In two months you have built him up to 5 miles in 90 degree temps, or hotter. I don't understand why you can't understand what I am saying. And yes bikes stimulate the chase response which is why they do not recommend it as a safe way to exercise. I cannot ride a bike slow enough to keep a dog from breaking into a run. 

I am not saying you are some big meany, I'm saying you may be overworking a dog and mistaking his enthusiasm to be with you for a desire to run.


In any case if the dog is falling off at the end, especially in that heat, it's too much and should be looked at.


----------



## Beau's Mom (Nov 9, 2017)

Don’t discount the heat and humidity as factors, even if it feels good to you. Gandalf and his beautiful long coat could just not be very heat tolerant.

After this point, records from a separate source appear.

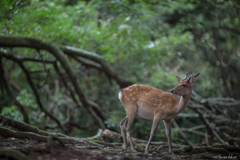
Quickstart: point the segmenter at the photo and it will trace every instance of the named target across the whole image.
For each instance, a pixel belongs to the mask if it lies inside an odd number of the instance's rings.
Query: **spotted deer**
[[[187,78],[188,73],[186,73],[184,79],[177,76],[178,85],[171,90],[171,93],[142,84],[134,84],[122,89],[119,92],[119,99],[127,112],[127,116],[120,122],[123,137],[122,148],[127,149],[127,133],[131,149],[132,151],[136,151],[132,142],[130,128],[133,120],[139,115],[145,119],[153,119],[151,134],[145,148],[145,153],[148,153],[152,137],[156,132],[159,122],[163,120],[168,138],[169,153],[172,154],[171,120],[186,108],[192,93],[194,79],[199,74],[197,73],[195,76]],[[179,98],[176,95],[181,97]]]

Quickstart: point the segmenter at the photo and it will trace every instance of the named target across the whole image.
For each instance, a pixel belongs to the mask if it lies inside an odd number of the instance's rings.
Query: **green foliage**
[[[238,1],[3,0],[0,5],[0,34],[35,37],[96,52],[122,77],[165,91],[176,86],[176,76],[201,72],[194,86],[197,93],[204,97],[240,98]],[[14,48],[11,52],[19,57],[55,60],[44,51],[38,54],[35,50]],[[119,131],[125,111],[117,98],[118,85],[115,82],[110,85],[104,74],[71,58],[70,61],[86,96],[101,106],[107,117],[105,123]],[[13,66],[7,61],[4,64],[6,70]],[[57,76],[52,65],[24,64],[31,72],[45,108],[55,103],[57,107],[52,112],[61,122],[70,118],[83,126],[89,122],[86,111],[76,109],[61,82],[61,89],[54,94]],[[44,70],[49,70],[49,75]],[[17,99],[25,106],[31,122],[43,125],[45,119],[41,117],[24,74],[18,67],[13,67],[10,74],[21,88],[25,88]],[[11,106],[6,96],[1,97],[0,103],[2,99],[6,101],[4,106],[8,106],[4,114],[21,118],[16,106]],[[187,109],[184,112],[191,113]],[[187,118],[178,120],[186,127],[200,123]],[[94,122],[90,120],[90,123]],[[133,136],[147,139],[152,122],[137,118],[134,123]],[[53,121],[50,124],[55,125]],[[163,124],[160,126],[158,136],[166,138]],[[97,128],[88,132],[94,134],[94,130]],[[85,136],[83,132],[74,130],[72,134]],[[180,139],[176,130],[173,135],[174,141]],[[193,142],[201,139],[187,136]]]

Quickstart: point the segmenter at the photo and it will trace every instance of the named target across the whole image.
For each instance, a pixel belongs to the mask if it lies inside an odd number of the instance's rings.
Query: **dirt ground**
[[[0,139],[0,160],[22,160],[28,157],[31,160],[131,160],[131,159],[147,159],[147,160],[171,160],[171,159],[239,159],[240,149],[233,147],[229,149],[211,148],[209,150],[205,147],[196,152],[191,147],[178,148],[174,147],[175,154],[170,155],[168,153],[167,145],[151,145],[150,154],[144,154],[145,144],[136,145],[138,152],[132,152],[130,150],[124,151],[121,149],[121,144],[114,144],[111,146],[104,145],[103,148],[93,146],[90,144],[61,144],[59,142],[44,143],[31,140],[19,140],[14,138]],[[211,148],[211,149],[210,149]],[[202,149],[202,150],[201,150]],[[4,154],[7,151],[9,154]],[[191,150],[191,152],[189,152]],[[195,150],[195,151],[194,151]],[[207,151],[208,150],[208,151]],[[194,151],[194,152],[192,152]],[[17,153],[25,157],[21,157]],[[15,154],[15,156],[14,156]]]

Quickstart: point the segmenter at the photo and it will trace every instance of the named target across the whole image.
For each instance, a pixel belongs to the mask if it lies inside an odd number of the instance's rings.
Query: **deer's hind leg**
[[[128,122],[127,117],[125,117],[121,122],[120,122],[120,128],[121,128],[121,134],[123,137],[123,149],[127,149],[127,139],[126,139],[126,124]]]
[[[127,138],[130,143],[131,150],[136,151],[134,149],[134,145],[132,142],[130,130],[133,120],[137,117],[137,105],[131,104],[130,106],[128,106],[128,108],[126,108],[126,111],[127,111],[127,123],[126,123]]]

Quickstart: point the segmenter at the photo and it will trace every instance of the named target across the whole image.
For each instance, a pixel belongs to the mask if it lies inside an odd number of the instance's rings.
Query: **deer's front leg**
[[[149,138],[148,143],[147,143],[146,148],[145,148],[145,153],[148,153],[152,137],[154,136],[154,134],[157,131],[157,126],[158,126],[160,120],[161,120],[161,118],[159,116],[154,116],[153,125],[152,125],[152,129],[151,129],[151,134],[150,134],[150,138]]]
[[[168,137],[169,153],[173,154],[171,142],[171,120],[164,120],[165,130]]]

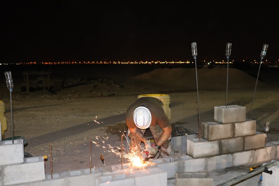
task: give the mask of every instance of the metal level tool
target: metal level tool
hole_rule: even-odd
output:
[[[216,185],[216,186],[231,185],[234,184],[235,183],[238,183],[242,180],[249,178],[250,177],[252,177],[253,175],[257,174],[263,171],[266,171],[267,173],[270,174],[270,173],[269,172],[270,171],[267,171],[268,169],[270,167],[273,167],[274,166],[277,165],[278,164],[278,163],[279,163],[279,162],[278,161],[273,160],[271,162],[264,165],[264,166],[263,166],[259,167],[258,168],[253,169],[251,171],[249,171],[243,174],[237,176],[224,182],[219,183],[218,185]],[[272,174],[272,172],[271,172],[271,173]]]

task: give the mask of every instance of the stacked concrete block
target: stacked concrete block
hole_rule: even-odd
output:
[[[135,179],[129,172],[110,175],[102,176],[97,177],[97,184],[98,186],[113,185],[134,185]]]
[[[213,178],[208,173],[178,172],[175,174],[175,186],[212,186]]]
[[[254,162],[254,150],[243,151],[232,154],[233,166],[252,163]]]
[[[256,120],[247,119],[240,122],[225,123],[213,121],[201,124],[201,137],[209,141],[253,135],[256,130]]]
[[[44,180],[45,166],[43,156],[24,158],[23,163],[3,168],[4,185]]]
[[[163,171],[167,172],[168,179],[175,177],[175,173],[180,170],[181,161],[176,158],[170,158],[155,159],[149,160],[154,167],[159,167]]]
[[[186,155],[180,156],[177,158],[181,161],[181,171],[204,171],[206,169],[208,158],[194,159]]]
[[[232,166],[232,154],[228,154],[209,157],[205,170],[222,169]]]
[[[246,112],[238,105],[214,107],[214,121],[202,123],[200,141],[187,140],[187,154],[197,158],[264,147],[265,134],[256,131],[256,121],[246,119]]]
[[[187,150],[187,140],[196,138],[196,134],[185,134],[184,135],[172,136],[170,143],[175,150],[186,151]]]
[[[276,146],[278,146],[267,143],[264,148],[255,150],[254,161],[255,162],[261,162],[275,159]]]
[[[244,150],[262,148],[265,144],[265,134],[256,132],[255,135],[244,137]]]
[[[23,162],[23,140],[0,141],[0,166]]]
[[[245,121],[246,107],[239,105],[219,106],[214,107],[215,121],[226,123]]]
[[[131,175],[135,178],[136,186],[167,185],[167,173],[158,168],[133,171]]]
[[[219,154],[219,143],[218,140],[209,141],[201,138],[187,140],[187,154],[194,158]]]

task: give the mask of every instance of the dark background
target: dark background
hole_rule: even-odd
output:
[[[277,6],[262,1],[8,1],[0,62],[193,61],[274,63]]]

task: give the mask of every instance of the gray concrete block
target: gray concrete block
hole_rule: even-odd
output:
[[[97,177],[102,173],[97,169],[92,169],[90,173],[89,169],[54,173],[51,179],[50,174],[45,175],[45,179],[19,185],[20,186],[76,186],[76,185],[97,185]],[[70,172],[72,173],[70,173]],[[71,176],[71,175],[79,175]]]
[[[219,141],[209,141],[203,138],[187,140],[187,154],[196,158],[219,154]]]
[[[264,147],[265,138],[265,134],[258,131],[256,131],[255,135],[244,136],[244,150]]]
[[[45,165],[43,156],[24,158],[21,164],[9,165],[4,167],[3,171],[4,185],[43,180],[45,178]],[[26,161],[29,159],[37,159],[38,161]]]
[[[23,140],[0,141],[0,165],[23,162]]]
[[[232,155],[231,154],[209,157],[207,159],[207,171],[222,169],[232,166]]]
[[[102,176],[96,178],[97,185],[99,186],[134,185],[135,184],[134,178],[129,172]]]
[[[214,107],[214,121],[222,123],[245,121],[246,107],[239,105]]]
[[[195,159],[187,155],[177,158],[178,159],[181,159],[181,171],[186,172],[205,171],[207,158],[203,158]]]
[[[254,151],[252,150],[233,153],[233,166],[253,163],[254,160]]]
[[[233,123],[222,124],[218,122],[206,122],[201,124],[202,137],[209,141],[232,137]]]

My Beau can’t handle the heat, and humidity makes it much worse for him. He loves fetch, and in the cold he’ll run full out for 45 minutes solid, pausing onlly milliseconds each time he returns the ball. I’m the one calling it quits at 45 min because he’s clearly slowing down and panting hard - he’d keep going til he dropped. He’s happiest with temps below 65 Fahrenheit. Much over 70,and he slows way down. Over 75, he quits fetching on his own after 10 minutes or so. 

Maybe humid mid-70s is too hot for Gandalf to run much, even at a trot?

Beau is working line, stock coat.


----------



## Heartandsoul (Jan 5, 2012)

Even with cooler temps, With all that Gandolph has gone through with his digestive issues, he may be prone to days where he may feel a little off but is still healthy. I think even though the vet said he is fine, blood work good etc, you still need to consider the kind of system he has to work with. 

It's kind of like the saying: work with the dog in front of you . One of my first thoughts when I read you're original post was "she put so much time, effort and love getting Gandolph healthy, why bother increasing the excersize. You have done really good by him and maybe he is at or just a tad above his personal maximum activity tolerance.

It's just something to think about.


----------



## Jax08 (Feb 13, 2009)

GandalfTheShepherd said:


> He's getting 35% protein, 50% fat. Should I be giving more carbs & less protein? I'm not currently giving him any supplements, ill have to look into those you mentioned. Is 5 miles really that far? Seems like nothing to me... I don't consider that really an athlete. Hmm.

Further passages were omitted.